# So off they go, say goodbye to Fernando and Gizmo.



## foxywench (Feb 7, 2005)

Fernando whent to his new home yesterday and Gizmo whent home today...
Ive sent the chipeople link to both new homes so hoepfully they will join and keep us all updated, (if not ill have to lol)

Roxie is here untill the 31st, and Rosie is here to stay.

Heres some pics!
Fernando








Fernandos with his New Momma









Gizmo








I dont have one of him with his new momma, so heres one with MY momma









Roxie








and as i said shes still here for 2 more weeks...but i wont deprive you of a second pic lol









and of course, the little lady staying here with us (otherwise known as my parents new chihuahua puppy)
Rosie


----------



## Gypsy (Feb 13, 2006)

Aww they're all soo precious. :love5: I really love Fernando! He looks alot like Dodger to me.  It must be so hard to say goodbye to them.


----------



## *Tiffany* (Sep 27, 2005)

omg cuuuuute!! i LOVE fernando! sooo freakin adorable!


----------



## *Chloe* (Feb 6, 2006)

they are all so gorgeous


----------



## *Tara* (Jun 15, 2006)

very cute!!! i LOVE the first pic of fernando, very cute!looking at those pics makes me think- i defiantely couldnt be a breeder, i WOULD keep them all!!! hahahahah!!


----------



## Mexibeach (Oct 20, 2005)

It must have been difficult to say g'bye! They are all sooooo adorable! I just love love Chi babies!!!


----------



## Kari (May 13, 2004)

Bye boys!!! :love5: I think Fernando might be my favorite out of the bunch but it's so hard to pick. :lol:

I'm so glad one is staying with your parents!! We will expect pics while she grows up you know. :wink:


----------



## ~Kari's*4*Chis~ (Sep 7, 2004)

OMG how sweet!!! :love5:


----------



## toby'smom (Jun 11, 2006)

They are all so cute.


----------



## Gizmo's Mommy (Oct 22, 2006)

Hello To All

It's Gizmo's mommy here. lol Karen is my name. Gizmo is settling in quite nicely. I love him to pieces and he's so much fun. He's going today with us to see his mommy, daddy and sisters. ( they are good friends of ours). We've seen all these puppies since day one. I must admit Roxie was my fave at first, then Fernando..as they changed Fernando was my fave lol...change my mind like the weather here..once I knew Gizmo was still available I just had to have him.
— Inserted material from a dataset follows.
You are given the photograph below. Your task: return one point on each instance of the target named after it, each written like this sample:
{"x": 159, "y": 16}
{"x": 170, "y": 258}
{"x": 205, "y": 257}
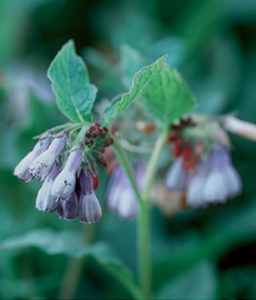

Now of course he is my all time fave.
I will try and get some new pic's of him IF I can get my camera to load them onto the computer..been having problems with it lately.
Anyway, glad to be here, Foxywench gave me the link to here..Thanks for having me.


----------



## foxywench (Feb 7, 2005)

welcome to the group, its pretty cool round here, lots of good info too!!!


----------



## Gizmo's Mommy (Oct 22, 2006)

Thanks LOL I almost want to type your real name since I am not use to Foxy..Thanks for the link also, I have spent time this morning going through the forums...like I should be doing laundry and getting it done since were leaving soon for your place lol


----------



## My3Girls (Apr 6, 2004)

OMG :love5: so darn cute! Awwww


----------



## LadyBelle1 (Sep 10, 2005)

Foxy your babies are gorgeous!!!


----------



## princess_ella (Jun 4, 2005)

glad you joined


----------



## kipbug (Oct 9, 2005)

Welcome Karen. I'm glad you joined as well.. that means we get to see more pictures of Gizmo  I think that he was my favorite of the pups as well


----------



## Ory&C (Mar 20, 2005)

Foxy, I think you're a great breeder and I absolutely LOVE your pups!! Oh man, I wish I was closer!!


----------



## foxywench (Feb 7, 2005)

that means alot to me Ory, thank you!!!


----------



## jenn_in_switzerland (Jun 26, 2006)

They are so beautiful!!!!!


----------



## Lin (Jun 7, 2006)

Rosie is just too cute with the little circles around her eyes! OMG. They are all cute! Karen welcome! I don't know how you made a choice!


----------



## Gizmo's Mommy (Oct 22, 2006)

*LOL I really didn't make a choice..knowing the family and being close to them I knew which pups were taken when taken, Gizmo was the only one left when I decided I had to have one..Roxie was my fave at first, then Fernando then as they grew and got bigger I couldnt decide at all lol...But now when I look back Gizmo being the odd color really stood out for me. It was so cool to watch them grow throughout the weeks (we were staying there while looking for a new house) so I got to see them daily. 
In my mind I have the best one lol but we all say that don't we? Gizmo is so good, he's been home over a week now and has only had 4 accidents on the floor, mostly makes it to his pee pad...he's such a good boy. He's funny, keeps me company and really my life is full of excitment now again..
Have a great day all
Karen (Gizmo's mommy)*


----------



## wonderchi (Aug 25, 2006)

Welcome Gizmo's Mom! Your new baby is beautiful! You are so lucky to have found him! Foxywench all the pups are gorgeous and healthy looking!! My husband and I plan to get a new chi in the spring. If you have a litter then maybe we could make the trip to see your beautiful pups. We live in Philadelphia and I don't know too much about the area breeders. You did a wonderful job with your pups!!!


----------



## luv4huas (Oct 25, 2006)

i lik apple head they have good 1s. o so fun


----------



## foxywench (Feb 7, 2005)

thank you wonder chi. we did well with that litter, i dont think ill be having any more breeding females for a while, but i do occasionally have breeder friends with chi pups that they couldnt place or havent placed yet (this area notorious for paris wannabe's, unfortunatly too many think if there bigger than 3lbs there not worth their time)...but let me know when your ready and ill let you know if i know of anyone. im a little bit of a breeder snob lol, i only "help" those i deem "worthy" lol.


----------



## wonderchi (Aug 25, 2006)

Thanks Foxy! When we are ready I'll definitely ask you for help. We just want a healthy baby!!


----------



## AEROMarley1983 (Sep 12, 2005)

YAY! Gizmo's mommy joined! LOL!


----------



## momto4chihuahuas (Nov 13, 2006)

Glad you joined! The babies are so precious


----------